Ganjar Ingat Pitutur “Aja Mandek Senajan Dengkul Wis Ndredheg” 

  • 17 Aug
  • ikp
  • No Comments

SEMARANG – Gubernur Jawa Tengah Ganjar Pranowo menjadi pembina upacara HUT ke-75 RI, di halaman Kantor Gubernur, Senin (17/8/2020). Dalam amanatnya, ia menyitir wejangan seorang penduduk Lereng Merapi di Klaten, agar tak pantang menyerah.

Mengawali sambutannya, ia berkisah tentang perjalanannya ke Dusun Girpasang, Desa Tegalmulyo, Klaten, Sabtu (1/8/2020) lalu. Dusun yang berada di Kecamatan Kemalang itu,letaknya terpencil di antara jurang sedalam 200 meter. Setelah melewati seribu tangga, naik turun bukit, ia bertemu dengan sesepuh kampung tersebut.‎

 

“Di‎ ‎sana saya bertemu dengan Mbah Padmo Darsono. Kami ngobrol di dapur yang ada tungku tanah liat, tumpukan kayu, perkakas masak yang menghitam dan ada jagung yang digantung. Waktu ngobrol Mbah Padmo nuturi saya, aja sambat lan aja ngeluh. Aja mandek senajan dengkul wis ndredheg (jangan mengaduh, jangan mengeluh.
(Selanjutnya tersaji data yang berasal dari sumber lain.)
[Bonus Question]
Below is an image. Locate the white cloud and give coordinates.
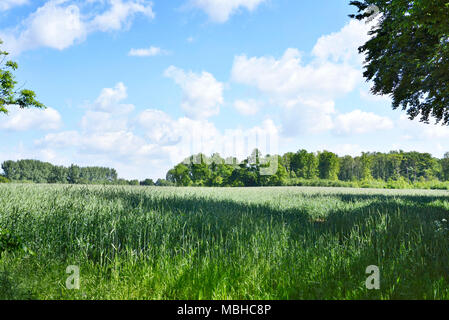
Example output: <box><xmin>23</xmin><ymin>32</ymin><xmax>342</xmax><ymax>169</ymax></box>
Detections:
<box><xmin>312</xmin><ymin>19</ymin><xmax>372</xmax><ymax>64</ymax></box>
<box><xmin>90</xmin><ymin>0</ymin><xmax>155</xmax><ymax>32</ymax></box>
<box><xmin>335</xmin><ymin>110</ymin><xmax>394</xmax><ymax>134</ymax></box>
<box><xmin>91</xmin><ymin>82</ymin><xmax>134</xmax><ymax>114</ymax></box>
<box><xmin>190</xmin><ymin>0</ymin><xmax>265</xmax><ymax>23</ymax></box>
<box><xmin>34</xmin><ymin>80</ymin><xmax>279</xmax><ymax>179</ymax></box>
<box><xmin>398</xmin><ymin>114</ymin><xmax>449</xmax><ymax>140</ymax></box>
<box><xmin>232</xmin><ymin>20</ymin><xmax>378</xmax><ymax>136</ymax></box>
<box><xmin>0</xmin><ymin>0</ymin><xmax>154</xmax><ymax>55</ymax></box>
<box><xmin>232</xmin><ymin>48</ymin><xmax>361</xmax><ymax>98</ymax></box>
<box><xmin>360</xmin><ymin>89</ymin><xmax>392</xmax><ymax>103</ymax></box>
<box><xmin>282</xmin><ymin>99</ymin><xmax>335</xmax><ymax>137</ymax></box>
<box><xmin>164</xmin><ymin>66</ymin><xmax>224</xmax><ymax>119</ymax></box>
<box><xmin>0</xmin><ymin>0</ymin><xmax>29</xmax><ymax>11</ymax></box>
<box><xmin>0</xmin><ymin>106</ymin><xmax>62</xmax><ymax>131</ymax></box>
<box><xmin>128</xmin><ymin>47</ymin><xmax>168</xmax><ymax>57</ymax></box>
<box><xmin>234</xmin><ymin>99</ymin><xmax>260</xmax><ymax>116</ymax></box>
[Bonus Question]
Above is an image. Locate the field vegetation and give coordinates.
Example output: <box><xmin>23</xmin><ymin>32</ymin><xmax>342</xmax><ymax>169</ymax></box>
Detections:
<box><xmin>0</xmin><ymin>184</ymin><xmax>449</xmax><ymax>299</ymax></box>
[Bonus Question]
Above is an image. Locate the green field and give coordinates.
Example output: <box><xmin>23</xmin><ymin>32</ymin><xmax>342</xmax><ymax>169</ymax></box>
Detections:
<box><xmin>0</xmin><ymin>185</ymin><xmax>449</xmax><ymax>299</ymax></box>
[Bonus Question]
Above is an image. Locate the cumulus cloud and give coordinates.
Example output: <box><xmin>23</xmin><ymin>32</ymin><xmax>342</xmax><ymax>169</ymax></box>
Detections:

Jangan berhenti, walau dengkul gemetar),” kenangnya.

 

Menurutnya, dari pitutur yang terdengar sederhana itu, justru selaras dengan kondisi perjuangan bangsa di tengah wabah Covid-19. Keteguhan tekad dan spirit warga Girpasang perlu menjadi cerminan.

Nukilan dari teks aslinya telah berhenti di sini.